Learning objectives
1 Load the needle-sharing dataset
2 Compare the mean to the variance of the outcome variable. Calculate what fraction of the counts are zero.
3 Create a histogram of the outcome variable.
4 Fit Poisson and Negative Binomial models as in the lecture, with and without zero inflation.
5 Use chi-square nested deviance tests to assess which model seems to fit best.
6 Create residual deviance plots using the functions defined in the lecture.
7 Plot predicted and observed counts

Learning objectives

Fit Poisson, NB, and zero-inflated loglinear models
Perform nested deviance test for model selection
Make diagnostic plots of loglinear models

1 Load the needle-sharing dataset

suppressPackageStartupMessages({
  library(tidyverse)
})
needledat <- readr::read_csv("needle_sharing.csv")
needledat2 <- needledat %>%
  dplyr::filter(sex %in% c("M", "F") &
                  ethn %in% c("White", "AA", "Hispanic") &
                  !is.na(homeless)) %>%
  mutate(
    homeless = recode(homeless, "0" = "no", "1" = "yes"),
    hiv = recode(
      hivstat,
      "0" = "negative",
      "1" = "positive",
      "2" = "yes"
    )
  )

2 Compare the mean to the variance of the outcome variable. Calculate what fraction of the counts are zero.

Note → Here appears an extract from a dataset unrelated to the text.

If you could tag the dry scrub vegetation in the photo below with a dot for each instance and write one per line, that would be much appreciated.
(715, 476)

meanvarzeros <- needledat2 %>% 
  filter(complete.cases(shared_syr)) %>%
summarise(
  mean = mean(shared_syr),
  var = var(shared_syr),
  fraczero = (sum(shared_syr == 0) / length(shared_syr))
)
meanvarzeros

The mean number of needle sharing events per participant is 3.12, the variance is 113, and the fraction of participants who never shared a needle is 0.774. (Note how I put computed results in the text here rather than writing in numbers manually - they will change automatically if the analysis is changed!)

3 Create a histogram of the outcome variable.

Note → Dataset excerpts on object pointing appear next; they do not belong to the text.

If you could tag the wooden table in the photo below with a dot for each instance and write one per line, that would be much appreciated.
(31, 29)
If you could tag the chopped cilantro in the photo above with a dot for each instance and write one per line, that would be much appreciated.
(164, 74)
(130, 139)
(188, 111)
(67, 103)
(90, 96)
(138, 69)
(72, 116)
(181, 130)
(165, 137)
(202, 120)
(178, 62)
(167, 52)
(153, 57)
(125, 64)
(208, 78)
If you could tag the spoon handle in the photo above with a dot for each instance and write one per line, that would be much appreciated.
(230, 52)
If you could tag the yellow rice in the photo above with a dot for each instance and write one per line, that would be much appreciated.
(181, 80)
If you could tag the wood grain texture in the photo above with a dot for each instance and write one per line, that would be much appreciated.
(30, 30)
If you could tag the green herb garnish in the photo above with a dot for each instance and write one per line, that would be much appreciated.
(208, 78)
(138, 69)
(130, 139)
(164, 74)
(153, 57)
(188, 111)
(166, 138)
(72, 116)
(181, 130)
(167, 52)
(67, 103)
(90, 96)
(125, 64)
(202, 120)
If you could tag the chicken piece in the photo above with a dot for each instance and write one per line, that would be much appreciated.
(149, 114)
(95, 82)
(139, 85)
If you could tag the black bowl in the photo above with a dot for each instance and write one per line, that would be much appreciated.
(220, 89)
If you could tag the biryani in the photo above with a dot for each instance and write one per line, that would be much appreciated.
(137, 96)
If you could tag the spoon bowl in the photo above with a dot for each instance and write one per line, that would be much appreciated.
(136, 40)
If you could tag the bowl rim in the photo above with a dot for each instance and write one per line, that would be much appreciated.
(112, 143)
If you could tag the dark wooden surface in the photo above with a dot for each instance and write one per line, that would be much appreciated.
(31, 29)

This was done in the lecture using base R, but let’s do it here with ggplot2. Note the filtering of complete cases only is unnecessary because ggplot does it anyways, but this gets rid of a warning (try it without filtering). Specifying the binwidth is also unnecessary, but by default geom_histogram creates histogram bins of size 2 (ie 0 and 1 in the same bin, 2 and 3 together, …)

library(ggplot2)
filter(needledat2, complete.cases(shared_syr)) %>%
  ggplot(aes(x = shared_syr)) +
  geom_histogram(binwidth = 2, fill=I("blue"))

4 Fit Poisson and Negative Binomial models as in the lecture, with and without zero inflation.

4.1 Poisson

fit.pois <- glm(shared_syr ~ sex + ethn + homeless + dprsn_dx,
                data = needledat2,
                family = poisson(link = "log"))

4.2 Negative Binomial

library(MASS)

## 
## Attaching package: 'MASS'

## The following object is masked from 'package:dplyr':
## 
##     select

fit.negbin <- MASS::glm.nb(shared_syr ~ sex + ethn + homeless + dprsn_dx,
                           data = needledat2)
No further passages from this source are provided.